Scraper - Web Content Extraction
Extract clean content from any webpage. Core tool of Alchemy Lab.
Extract clean content from any webpage. Core tool of Alchemy Lab.
Core Features
- 🌐 Single Page Scraping: Extract clean Markdown from any URL
- 🔄 Batch Crawling: Automatically crawl sites following links (up to 200 pages)
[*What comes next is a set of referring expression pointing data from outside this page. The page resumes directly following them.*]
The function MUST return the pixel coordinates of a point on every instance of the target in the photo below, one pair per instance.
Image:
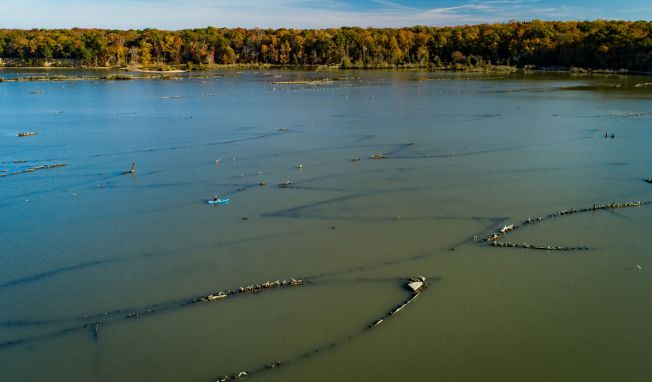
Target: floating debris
(494, 238)
(27, 134)
(217, 200)
(131, 171)
(417, 284)
(32, 169)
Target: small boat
(27, 134)
(219, 201)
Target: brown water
(465, 154)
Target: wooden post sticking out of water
(132, 171)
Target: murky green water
(465, 155)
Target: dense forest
(597, 44)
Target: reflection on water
(464, 155)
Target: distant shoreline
(170, 74)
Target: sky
(180, 14)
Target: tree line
(598, 44)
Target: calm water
(465, 155)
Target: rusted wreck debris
(220, 295)
(416, 285)
(495, 237)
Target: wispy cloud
(168, 14)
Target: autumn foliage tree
(590, 44)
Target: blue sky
(178, 14)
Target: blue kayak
(219, 201)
- 🖼️ Image Processing: Auto-download and convert to CDN links
- 📄 Multi-format Export: Markdown / PDF / ZIP
- 🤖 AI Refinement: Intelligently remove navigation, ads, and noise
Quick Start
Single Page Scraping
curl -X POST https://api.alchemy.izoa.fun/api/scrape \
-H "Content-Type: application/json" \
-d '{
"url": "https://example.com",
"downloadImages": true
}'
Response Example:
{
"data": "# Page Title\n\nClean markdown content...",
"metadata": {
"title": "Page Title",
"url": "https://example.com",
"images": {
"download": true,
"cdnRewrite": true,
"items": [...]
}
}
}
Batch Crawling
curl -X POST https://api.alchemy.izoa.fun/api/crawl \
-H "Content-Type: application/json" \
-H "Accept: text/event-stream" \
-d '{
"url": "https://example.com/docs",
"limit": 10,
"pathPrefix": "/docs"
}'
SSE Event Stream:
event: discovering
data: {"phase":"discovering","discovered":5}
event: scraping
data: {"phase":"scraping","current":"https://example.com/docs/intro","progress":{"scraped":1,"total":5}}
event: complete
data: {"phase":"complete","results":[...]}
AI Refinement Mode
curl -X POST https://api.alchemy.izoa.fun/api/scrape \
-H "Content-Type: application/json" \
-d '{
"url": "https://example.com",
"aiRefinement": true,
"noiseHint": "Sidebar has many links, footer has copyright info"
}'
API Reference
POST /api/scrape - Single Page Scraping
Request Body:
| Field | Type | Required | Description |
|---|---|---|---|
url |
string | ✅ | URL to scrape |
downloadImages |
boolean | ❌ | Download images (default false) |
aiRefinement |
boolean | ❌ | Use AI refinement (default false) |
noiseHint |
string | ❌ | Noise hint (helps AI identify better) |
format |
string | ❌ | Output format: markdown (default) or pdf |
Response:
{
data: string; // Markdown content
metadata: {
title: string; // Page title
url: string; // Original URL
images?: { // Image info (if downloadImages=true)
download: boolean;
cdnRewrite: boolean;
items: Array<{
original: string;
cdn: string;
size: number;
}>;
};
};
}
POST /api/crawl - Batch Crawling
Request Body:
| Field | Type | Required | Description |
|---|---|---|---|
url |
string | ✅ | Starting URL |
limit |
number | ❌ | Max pages (default 10, max 200) |
depth |
number | ❌ | Crawl depth (default 2, max 5) |
pathPrefix |
string | ❌ | Path prefix filter (e.g., /docs) |
Response: Server-Sent Events (SSE) stream
| Event Type | Data |
|---|---|
discovering |
{ phase, discovered, current? } |
detecting |
{ phase, current } |
scraping |
{ phase, current, progress } |
complete |
{ phase, results, stats } |
error |
{ error, message } |
GET /api/download/:id - Download Results
Download crawl results as a ZIP archive (includes all Markdown and images).
Tech Stack
- Backend: Node.js + Express + TypeScript
- Crawl Engine: Puppeteer (Chrome Headless)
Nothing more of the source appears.